Он любил рассказывать, и рассказывал прекрасно, корни его слов уходили глубоко в землю, а ветви касались неба. Его рассказы стали для меня потребностью и источником удовольствия. Не знаю, что содержалось в них, отчего они озаряли меня, некоторые из его рассказов я с трудом вспоминаю, после них оставался какой-то дурман, что-то необычное, светлое и прекрасное: рассказы о жизни, но лучше самой жизни.
— Я неисправимый болтун, я люблю слова, все равно какие, все равно о чем. (В беспорядке записываю то, что он говорил однажды ночью, когда городок безмятежно спал.) Разговор — это связь между людьми, может быть единственная. Этому меня научил старый солдат, мы вместе попали с ним в плен, нас бросили в темницу, приковали цепью к железному кольцу в стене.
— Что будем делать: рассказывать или молчать? — спросил старый воин.
— А что лучше?
— Лучше рассказывать. Легче будет жить в подземелье. Легче умирать.
— Какая разница.
— Вот видишь, есть. Нам покажется, будто мы что-то делаем, будто что-то происходит, станем меньше ненавидеть друг друга, придет то, что должно прийти, но это уже не в наших силах. Встретились вот так однажды два неприятельских солдата в лесу, что делать, как быть, начали свою работу исполнять, ту, к которой приучены. Пальнули из ружей, ранили друг друга, выхватили сабли, рубились летним днем до полудня, пока не обломали их, а когда остались с кинжалами, один другому и говорит:
— Погоди, давай передохнем. Полдень миновал, не волки ж мы, люди все-таки. Сядь-ка ты тут, а я здесь. Хороший ты боец, уморил меня.
— Ты меня тоже.
— А раны твои болят?
— Болят.
— Мои тоже. Приложи табаку, он кровь останавливает.
— Ничего, и мох сойдет.
Посидели они, потолковали о том о сем, о семье, о детях, о нелегкой жизни своей, все у них похожее, много что одинаковое, поняли друг друга, сблизились, потом встали и сказали:
— Ну вот и отвели душу. Даже о ранах позабыли. Пора кончать начатое.

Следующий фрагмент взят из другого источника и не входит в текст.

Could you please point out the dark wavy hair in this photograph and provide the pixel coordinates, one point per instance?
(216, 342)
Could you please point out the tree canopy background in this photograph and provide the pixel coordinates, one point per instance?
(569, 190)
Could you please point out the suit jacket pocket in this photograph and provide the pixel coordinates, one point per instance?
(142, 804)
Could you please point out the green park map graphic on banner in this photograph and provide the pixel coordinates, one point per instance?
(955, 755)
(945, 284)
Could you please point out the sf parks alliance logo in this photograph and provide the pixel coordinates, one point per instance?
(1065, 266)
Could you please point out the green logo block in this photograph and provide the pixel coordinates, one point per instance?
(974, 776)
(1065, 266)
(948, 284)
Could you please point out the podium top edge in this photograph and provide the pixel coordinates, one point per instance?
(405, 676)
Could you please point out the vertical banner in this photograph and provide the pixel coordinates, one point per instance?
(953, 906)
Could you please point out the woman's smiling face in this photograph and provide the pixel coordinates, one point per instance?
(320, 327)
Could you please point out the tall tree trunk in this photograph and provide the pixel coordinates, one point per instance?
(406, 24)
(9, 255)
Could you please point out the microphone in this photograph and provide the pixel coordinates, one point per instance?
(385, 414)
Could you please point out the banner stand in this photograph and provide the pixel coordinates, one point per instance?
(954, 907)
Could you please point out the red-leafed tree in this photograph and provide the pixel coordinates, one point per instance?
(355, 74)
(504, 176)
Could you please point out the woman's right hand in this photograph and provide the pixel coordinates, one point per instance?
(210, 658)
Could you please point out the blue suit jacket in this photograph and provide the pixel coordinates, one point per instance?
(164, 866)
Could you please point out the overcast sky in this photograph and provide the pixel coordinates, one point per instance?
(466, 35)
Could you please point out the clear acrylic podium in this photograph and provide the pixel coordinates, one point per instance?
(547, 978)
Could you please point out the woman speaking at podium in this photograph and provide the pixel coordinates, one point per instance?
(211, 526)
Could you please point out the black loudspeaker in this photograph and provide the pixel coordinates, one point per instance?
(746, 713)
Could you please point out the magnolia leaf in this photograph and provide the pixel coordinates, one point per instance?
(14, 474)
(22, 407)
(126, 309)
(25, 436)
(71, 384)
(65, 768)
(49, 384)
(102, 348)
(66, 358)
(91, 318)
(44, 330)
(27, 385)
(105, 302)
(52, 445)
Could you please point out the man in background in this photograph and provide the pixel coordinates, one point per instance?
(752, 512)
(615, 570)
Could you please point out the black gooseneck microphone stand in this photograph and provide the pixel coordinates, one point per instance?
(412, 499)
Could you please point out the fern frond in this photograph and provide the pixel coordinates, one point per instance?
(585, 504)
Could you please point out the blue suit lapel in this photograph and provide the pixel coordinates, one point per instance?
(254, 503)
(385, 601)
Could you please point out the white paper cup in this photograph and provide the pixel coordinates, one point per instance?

Обнажили кинжалы и успокоили друг друга навеки.
Весельчаком оказался мой товарищ в подземелье, взбодрил он меня своим ироническим нравоучением. Взбодрил, придал мужества. Иной сказал бы, что два солдата в лесу расстались друзьями, ну и вышла бы омерзительная ложь, даже если бы так и случилось. А горький конец правдив, ибо более всего избавлял меня от ненужных страхов, как бы он не сделал их лучше, чем они есть. И опять-таки (а это я вовсе не мог себе разумно объяснить) именно потому, что конец оказался безжалостно правдивым, осталась у меня в душе детски наивная мысль, упрямая надежда, а вдруг солдаты все-таки примирились. Если не те двое, может быть, другие, ведь эта история чуть-чуть так не закончилась. Хотя для моего товарища вовсе не это было главным — он рассказывал, чтоб не быть одному. Он много побродил по свету, всякое видывал и умел рассказывать интересно, живо, осязаемо, приятно, ну и разбивал все мои сомнения, что с ним будет сидеть тяжелее, нежели одному. Я просыпался по ночам, прислушиваясь к его дыханию.